To analyse the computational time of cumulants updates vs Cumulants.jl recalculation, we supply the executable script comptimes.jl. The script saves computational times to the res/*.jld file. The scripts accept following parameters:

  • -d (Int): cumulant's maximum order, by default d = 4,
  • -n (vararg Int): numbers of marginal variables, by default n = 40,
  • -t (Int): number of realisations of random variable, by default t = 500000,
  • -u (vararg Int): number of realisations of update, by default u = 10000, 15000, 20000,
  • -b (Int): blocks size, by default b = 4,
  • -p (Int): numbers of processes, by default p = 3.

To analyse the computational time of cumulants updates for different block sizes 1 < b ≤ Int(√n)+2, we supply the executable script comptimesblocks.jl. The script saves computational times to the res/*.jld file. The scripts accept following parameters:

  • -d (Int): cumulant's order, by default d = 4,
  • -n (Int): numbers of marginal variables, by default n = 48,
  • -u (vararg Int): number of realisations of the update, by default u = 10000, 20000.
  • -p (Int): numbers of processes, by default p = 3.

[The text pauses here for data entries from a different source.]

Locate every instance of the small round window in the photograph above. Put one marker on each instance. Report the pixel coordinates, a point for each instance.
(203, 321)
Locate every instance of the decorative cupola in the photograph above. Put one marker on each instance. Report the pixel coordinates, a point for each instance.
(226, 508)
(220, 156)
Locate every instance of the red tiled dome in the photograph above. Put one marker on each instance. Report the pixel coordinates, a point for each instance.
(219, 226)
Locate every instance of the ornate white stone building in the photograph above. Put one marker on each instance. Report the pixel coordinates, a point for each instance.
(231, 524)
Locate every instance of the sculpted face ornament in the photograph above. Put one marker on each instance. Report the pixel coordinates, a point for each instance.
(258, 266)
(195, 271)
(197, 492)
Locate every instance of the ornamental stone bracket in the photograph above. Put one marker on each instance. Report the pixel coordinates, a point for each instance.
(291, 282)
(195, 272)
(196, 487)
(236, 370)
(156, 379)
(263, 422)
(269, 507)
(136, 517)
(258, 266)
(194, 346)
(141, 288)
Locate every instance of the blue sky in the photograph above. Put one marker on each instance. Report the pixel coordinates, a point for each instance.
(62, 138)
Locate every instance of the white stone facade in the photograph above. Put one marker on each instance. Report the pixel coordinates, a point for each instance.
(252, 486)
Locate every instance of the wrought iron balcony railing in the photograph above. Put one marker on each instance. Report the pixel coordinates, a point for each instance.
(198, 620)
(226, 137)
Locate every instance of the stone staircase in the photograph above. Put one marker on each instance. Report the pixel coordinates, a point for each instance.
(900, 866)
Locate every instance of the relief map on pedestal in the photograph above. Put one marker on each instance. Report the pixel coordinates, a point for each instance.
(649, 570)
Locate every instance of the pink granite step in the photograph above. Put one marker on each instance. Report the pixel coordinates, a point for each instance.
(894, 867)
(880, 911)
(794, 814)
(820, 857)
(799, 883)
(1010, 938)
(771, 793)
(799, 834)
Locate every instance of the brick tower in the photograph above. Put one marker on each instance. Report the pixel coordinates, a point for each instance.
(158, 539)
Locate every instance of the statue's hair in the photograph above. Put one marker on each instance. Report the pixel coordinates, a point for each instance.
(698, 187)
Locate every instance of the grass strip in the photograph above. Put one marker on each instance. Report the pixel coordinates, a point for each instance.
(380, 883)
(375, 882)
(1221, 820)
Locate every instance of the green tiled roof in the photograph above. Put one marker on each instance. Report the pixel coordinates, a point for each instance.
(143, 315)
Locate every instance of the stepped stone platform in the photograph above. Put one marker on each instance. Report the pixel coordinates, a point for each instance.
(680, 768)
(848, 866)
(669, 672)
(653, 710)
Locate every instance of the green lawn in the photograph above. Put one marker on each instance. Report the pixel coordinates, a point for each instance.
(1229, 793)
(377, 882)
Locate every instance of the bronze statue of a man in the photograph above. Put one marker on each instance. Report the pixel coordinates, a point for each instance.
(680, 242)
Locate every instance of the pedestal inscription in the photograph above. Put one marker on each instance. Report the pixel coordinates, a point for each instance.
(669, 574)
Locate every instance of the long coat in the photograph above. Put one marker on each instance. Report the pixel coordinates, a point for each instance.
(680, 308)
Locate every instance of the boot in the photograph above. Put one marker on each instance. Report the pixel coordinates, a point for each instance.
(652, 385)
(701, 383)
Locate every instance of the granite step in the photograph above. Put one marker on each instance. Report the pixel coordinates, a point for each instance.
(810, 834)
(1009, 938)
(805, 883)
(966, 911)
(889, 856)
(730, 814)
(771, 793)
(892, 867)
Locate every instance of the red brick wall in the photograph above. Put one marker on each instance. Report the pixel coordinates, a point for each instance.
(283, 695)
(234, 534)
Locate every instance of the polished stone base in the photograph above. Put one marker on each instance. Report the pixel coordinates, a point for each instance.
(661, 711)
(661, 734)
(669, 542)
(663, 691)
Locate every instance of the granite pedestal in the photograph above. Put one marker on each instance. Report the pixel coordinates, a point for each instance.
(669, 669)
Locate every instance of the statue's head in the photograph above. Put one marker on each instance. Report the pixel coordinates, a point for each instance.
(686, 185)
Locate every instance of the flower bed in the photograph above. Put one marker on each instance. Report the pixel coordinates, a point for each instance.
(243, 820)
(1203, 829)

To analyse the computational time of cumulants updates for different number of workers, we supply the executable script comptimesprocs.jl. The script saves computational times to the res/*.jld file. The scripts accept following parameters:

  • -d (Int): cumulant's order, by default d = 4,
  • -n (Int): numbers of marginal variables, by default n = 48,
  • -u (vararg Int): number of realisations of the update, by default u = 10000, 20000,
  • -b (Int): blocks size, by default b = 4,
  • -p (Int): maximal numbers of processes, by default p = 6.

To plot computational times run executable res/plotcomptimes.jl on chosen *.jld file.

Citing this work

Krzysztof Domino, Piotr Gawron, An algorithm for arbitrary–order cumulant tensor calculation in a sliding window of data streams, International Journal of Applied Mathematics and Computer Science, vol. 29, issue 1, pp. 206, 2019 (https://doi.org/10.2478/amcs-2019-0015 )

This project was partially financed by the National Science Centre, Poland – project number 2014/15/B/ST6/05204.